One of the questions I’m asked most often day to day about fitness is:. “What supplements do you take?” There are plenty of theories and schools of thought out there about supplements, and much of it is perpetuated by the supplement industry itself and profit motive. The problem is that the best supplements are not expensive, and they do not require you to spend hundreds or thousands of dollars per month! Supplements are just that- they are SUPPLEMENTS.
That’s right – supplements are designed to enahance or SUPPLEMENT an already solid diet and training plan. Consider supplementation to be responsible for less than 10% of your total results. In my experience, diet is close to 60%, with training, recovery, and supplementation following.
Supplements should NOT be used as a crutch. Only use them when necessary to fill the gaps in your diet and to supplement deficiencies you cannot fix with diet alone.
With that said, out of all the supplements you can take, 20% of them will give you 80% of the maximum benefit. Anything else is a waste of money.
1. Greens Supplement
A greens product is one of the most underrated and most powerful bang for the buck supplements out there. The problem with vegetables is: they don’t taste good, they have a lot of fiber, and a lot of water. The fiber is a good thing, but it makes it difficult to consume enough of the good stuff to get the nutrients we need out of it. Powdered greens products are wonderful concoctions of superfoods, all the weird, exotic stuff you have to venture to the depths of the crunchiest Trader Joe’s to get to.
2. Fish Oil
As a species, we evolved while consuming a diet rich in omega-3s, during crucial stages of the brains evolution and development. The modern diet simply lacks many of these nutritious fatty acids and therefore most people have a deficiency. Omega-3 plays a crucial role in heart health, neurotransmitter levels (fish oil can improve depression), skin health, and nutrient partitioning. The last is one of the most overlooked benefits: improved nutrient partitioning means less of what you eat is stored as fat and more is efficiently used as energy or stored as glycogen.
3. Protein Supplement
While I always recommend getting protein from whole food sources whenever possible, this is not always the case when you are leading a busy lifestyle or simply training hard enough that you need supplemental protein, which is the case for most of the athletes I know. Generally, one gram per lb of lean body mass is the rule of thumb. Generally, I see too many people over-consuming protein and underconsuming healthy nutrients like vegetables and superfoods, healthy fats, and healthy carbs around workouts. I recommend a quality whey protein isolate after a workout, and another shake at some point in the day.

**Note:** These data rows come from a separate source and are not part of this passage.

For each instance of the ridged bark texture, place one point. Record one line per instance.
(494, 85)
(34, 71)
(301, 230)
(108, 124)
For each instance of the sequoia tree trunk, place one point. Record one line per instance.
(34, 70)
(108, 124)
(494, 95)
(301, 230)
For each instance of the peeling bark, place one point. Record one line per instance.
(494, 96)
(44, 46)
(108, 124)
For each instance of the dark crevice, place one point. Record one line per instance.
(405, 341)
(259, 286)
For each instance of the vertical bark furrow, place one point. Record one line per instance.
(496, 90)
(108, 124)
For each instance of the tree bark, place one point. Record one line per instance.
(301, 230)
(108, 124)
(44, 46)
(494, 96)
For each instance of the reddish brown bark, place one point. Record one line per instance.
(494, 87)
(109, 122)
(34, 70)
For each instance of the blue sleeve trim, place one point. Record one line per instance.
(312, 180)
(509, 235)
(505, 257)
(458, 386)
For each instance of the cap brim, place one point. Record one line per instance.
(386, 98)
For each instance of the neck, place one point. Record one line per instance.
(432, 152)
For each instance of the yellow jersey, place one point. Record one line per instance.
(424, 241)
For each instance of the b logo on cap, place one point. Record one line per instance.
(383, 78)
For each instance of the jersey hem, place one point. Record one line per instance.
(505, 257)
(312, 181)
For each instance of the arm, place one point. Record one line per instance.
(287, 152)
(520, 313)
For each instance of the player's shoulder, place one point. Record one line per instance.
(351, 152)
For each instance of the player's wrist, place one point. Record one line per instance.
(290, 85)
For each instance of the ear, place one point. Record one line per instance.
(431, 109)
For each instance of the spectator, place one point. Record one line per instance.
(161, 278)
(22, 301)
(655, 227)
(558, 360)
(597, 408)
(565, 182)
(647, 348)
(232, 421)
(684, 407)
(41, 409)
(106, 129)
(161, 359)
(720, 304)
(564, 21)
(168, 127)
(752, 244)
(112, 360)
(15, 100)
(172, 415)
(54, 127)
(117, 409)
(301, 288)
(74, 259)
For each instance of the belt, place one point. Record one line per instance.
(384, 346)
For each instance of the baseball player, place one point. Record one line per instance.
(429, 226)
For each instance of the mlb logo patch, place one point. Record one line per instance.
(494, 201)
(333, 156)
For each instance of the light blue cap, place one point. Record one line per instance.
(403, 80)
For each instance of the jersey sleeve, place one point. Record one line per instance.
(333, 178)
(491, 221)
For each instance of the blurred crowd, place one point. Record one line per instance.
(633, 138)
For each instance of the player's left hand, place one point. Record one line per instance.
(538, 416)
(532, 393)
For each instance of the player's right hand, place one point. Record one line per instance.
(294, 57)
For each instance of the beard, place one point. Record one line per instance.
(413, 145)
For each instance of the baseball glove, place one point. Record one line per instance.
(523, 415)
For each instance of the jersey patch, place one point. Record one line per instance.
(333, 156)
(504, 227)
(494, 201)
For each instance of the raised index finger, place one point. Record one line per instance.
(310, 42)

Another massively underrated supplement, magnesium plays a role in many important processes in our body including the production of ATP, regulation of stress, muscle tension, blood pressure, testosterone levels, depth of sleep, mood, and much more. Most athletes and people in general have a magnesium deficiency. There are a lot of great magnesium products out there, I suggest one based on magnesium citrate.
What’s the best pre-workout supplement? Most pre-workout products are stimulant based - they are designed to increase mental energy, focus, and endurance. Most “popular” pre-workout products are based simply on caffeine and a few supporting ingredients like beta-alanine (the tingle feeling you might get after taking a pre workout product). A premium preworkout drink will contain a proper blend of performance enhancers like beta alanine and citrulline malate, while also containing a solid stimulant and focus blend that gives you the mental kick in the butt you need to get going. Personally, I train first thing in the morning, so a scoop of pre-workout is exactly what I need to “get me in the zone”.